I'm looking for a early to mid 2000's garden tractor under $5000 
Being mechanically inclined I'm looking for a upper end at that time thinking they were built with better quality and rebuildable
I live in Minnesota so tractor would be used for mowing and blowing snow (2 stage), would possibly look for a straight blade and small tiller (if available)
Features I think are important
Mid 20's hp
Hydrostatic drive
Power steering
Hydraulic lift

Currently I'm favoring the Simplicity Legacy 25 but want to check with you guys incase there is a another brand/model I should be considering
One thing I like about the Legacy is being shaft drive, don't like all the belts of some models
Thanks


----------



## Hoodoo Valley (Nov 14, 2006)

Welcome to the forum Oldcrow! I have a Kubota BX2200 that didn't cost a whole lot more than your money, and those are fairly serious machines.


----------



## wjjones (May 28, 2010)

Yep Kubota, and Yanmar.


----------



## Bob Driver (Nov 1, 2017)

Old school.... Hard to beat a Case 446, or 448, with an Onan. Lot's are still around and there are plenty of attachments/accessories available, including a removeable cab/with heat, for you Yankees playing in the snow, if you can find one. Bit lighter on the HP than you stated (446/B43 = 16hp, 448/B48 = 18hp), but they are by no means under powered with that long stroke. Hydraulic motor drive connected to a real 2-speed differential. No power steering, but a "Necker-Knob" is only $10, has no parts to wear out, and is all you really need. I see them all the time on CL, in good shape, for around $1,200. Just make sure it has the travel valve/holding valve kit on it, or read the operator manual. Otherwise, you'll be getting a big thrill the 1st time you go down a steep grade and hit the brakes.

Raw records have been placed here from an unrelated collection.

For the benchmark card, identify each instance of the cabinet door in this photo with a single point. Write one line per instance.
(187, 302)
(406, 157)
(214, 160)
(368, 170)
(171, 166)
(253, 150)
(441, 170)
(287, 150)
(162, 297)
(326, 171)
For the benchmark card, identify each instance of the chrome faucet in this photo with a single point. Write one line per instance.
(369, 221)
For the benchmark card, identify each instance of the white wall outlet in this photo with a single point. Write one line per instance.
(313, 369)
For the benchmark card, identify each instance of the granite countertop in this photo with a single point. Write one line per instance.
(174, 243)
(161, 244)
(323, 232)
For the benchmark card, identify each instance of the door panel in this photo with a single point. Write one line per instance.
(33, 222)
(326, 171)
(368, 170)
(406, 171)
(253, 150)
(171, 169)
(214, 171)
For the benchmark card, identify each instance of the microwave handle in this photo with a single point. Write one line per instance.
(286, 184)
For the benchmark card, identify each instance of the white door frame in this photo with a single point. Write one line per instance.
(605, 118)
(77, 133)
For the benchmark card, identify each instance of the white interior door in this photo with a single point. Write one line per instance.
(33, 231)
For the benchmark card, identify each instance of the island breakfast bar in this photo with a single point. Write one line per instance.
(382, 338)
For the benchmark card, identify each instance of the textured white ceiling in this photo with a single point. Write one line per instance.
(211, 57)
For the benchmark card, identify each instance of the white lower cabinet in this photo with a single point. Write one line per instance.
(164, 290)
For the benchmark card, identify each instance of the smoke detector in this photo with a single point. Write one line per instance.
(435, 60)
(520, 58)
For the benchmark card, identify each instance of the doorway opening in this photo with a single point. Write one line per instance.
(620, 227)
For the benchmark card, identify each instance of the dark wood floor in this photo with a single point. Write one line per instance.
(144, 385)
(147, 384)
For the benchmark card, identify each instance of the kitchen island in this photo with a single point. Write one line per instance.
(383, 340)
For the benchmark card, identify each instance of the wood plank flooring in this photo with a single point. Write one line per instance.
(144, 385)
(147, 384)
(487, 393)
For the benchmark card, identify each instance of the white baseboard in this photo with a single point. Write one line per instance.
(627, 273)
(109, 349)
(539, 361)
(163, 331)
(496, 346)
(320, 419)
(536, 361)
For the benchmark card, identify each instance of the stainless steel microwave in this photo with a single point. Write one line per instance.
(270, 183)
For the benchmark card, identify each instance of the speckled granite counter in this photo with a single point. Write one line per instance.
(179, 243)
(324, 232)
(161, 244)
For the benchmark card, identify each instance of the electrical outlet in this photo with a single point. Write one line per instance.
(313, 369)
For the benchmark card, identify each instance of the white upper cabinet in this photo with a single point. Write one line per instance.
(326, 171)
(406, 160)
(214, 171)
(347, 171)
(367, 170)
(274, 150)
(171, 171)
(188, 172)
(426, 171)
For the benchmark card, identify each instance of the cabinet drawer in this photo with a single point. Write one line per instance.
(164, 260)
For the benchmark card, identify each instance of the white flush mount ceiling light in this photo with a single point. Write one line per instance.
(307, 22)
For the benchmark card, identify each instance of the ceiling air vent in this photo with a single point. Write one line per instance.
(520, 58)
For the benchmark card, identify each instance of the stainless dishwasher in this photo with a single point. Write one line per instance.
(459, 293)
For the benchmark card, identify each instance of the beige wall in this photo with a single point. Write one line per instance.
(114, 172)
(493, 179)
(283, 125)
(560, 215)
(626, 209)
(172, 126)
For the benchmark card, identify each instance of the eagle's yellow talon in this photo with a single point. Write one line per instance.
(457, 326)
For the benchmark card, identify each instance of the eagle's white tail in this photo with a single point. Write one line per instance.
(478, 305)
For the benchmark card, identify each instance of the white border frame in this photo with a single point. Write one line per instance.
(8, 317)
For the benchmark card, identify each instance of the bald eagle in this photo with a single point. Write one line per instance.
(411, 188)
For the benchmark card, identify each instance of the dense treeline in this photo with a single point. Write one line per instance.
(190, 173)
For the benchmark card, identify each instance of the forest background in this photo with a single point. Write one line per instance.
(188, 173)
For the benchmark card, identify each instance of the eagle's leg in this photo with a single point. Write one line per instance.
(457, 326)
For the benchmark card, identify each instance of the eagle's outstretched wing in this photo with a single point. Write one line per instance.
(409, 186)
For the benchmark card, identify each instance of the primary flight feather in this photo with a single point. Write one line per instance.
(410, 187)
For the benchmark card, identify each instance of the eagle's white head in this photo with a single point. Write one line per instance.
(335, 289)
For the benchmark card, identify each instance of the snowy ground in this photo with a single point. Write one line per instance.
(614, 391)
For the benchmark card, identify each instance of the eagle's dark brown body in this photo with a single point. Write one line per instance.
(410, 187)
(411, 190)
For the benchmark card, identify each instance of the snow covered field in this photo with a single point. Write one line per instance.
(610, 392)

My Dad bought ours new in 1979 to use around the farm. 2,900 hours on it now, Onan still runs strong, and I use it every week. It's outlasted him by over 25 years now and it is one of the few machines I know of that will probably out last me.


----------



## Bob Driver (Nov 1, 2017)

Here's that nice Case/Ingersoll I posted a picture of earlier and it just happens to be *currently* listed on CL for $2,000 with about all the attachments you mentioned and fairly close to MN. Comes with the factory 16" pickup size tires on the rear with chains and wheel weights. The 1987's came with the travel valve/holding valve kit from the Factory.

To me, a Simplicity Legacy 25 is just another nice garden tractor. This would be like being the only guy around for miles that rides an original Indian Chief to work. With this machine you'd have something you could use for years and pass down when you're done with it. Mine goes to my oldest son, he still remembers running it around the farm sitting on his Grandpa's lap..... If I were you, I'd be jumping all over this one, if it's still available
https://minneapolis.craigslist.org/wsh/grd/d/wilson-1987-case-ingersoll-446-tractor/6985219069.html


----------



## Bob Driver (Nov 1, 2017)

Here's 3 Case 446's and a boat load of attachments... *Currently* listed on CL, "up yonder", $5k. I already told you those cabs are hard to find

https://rockford.craigslist.org/grd/6991462661.html


----------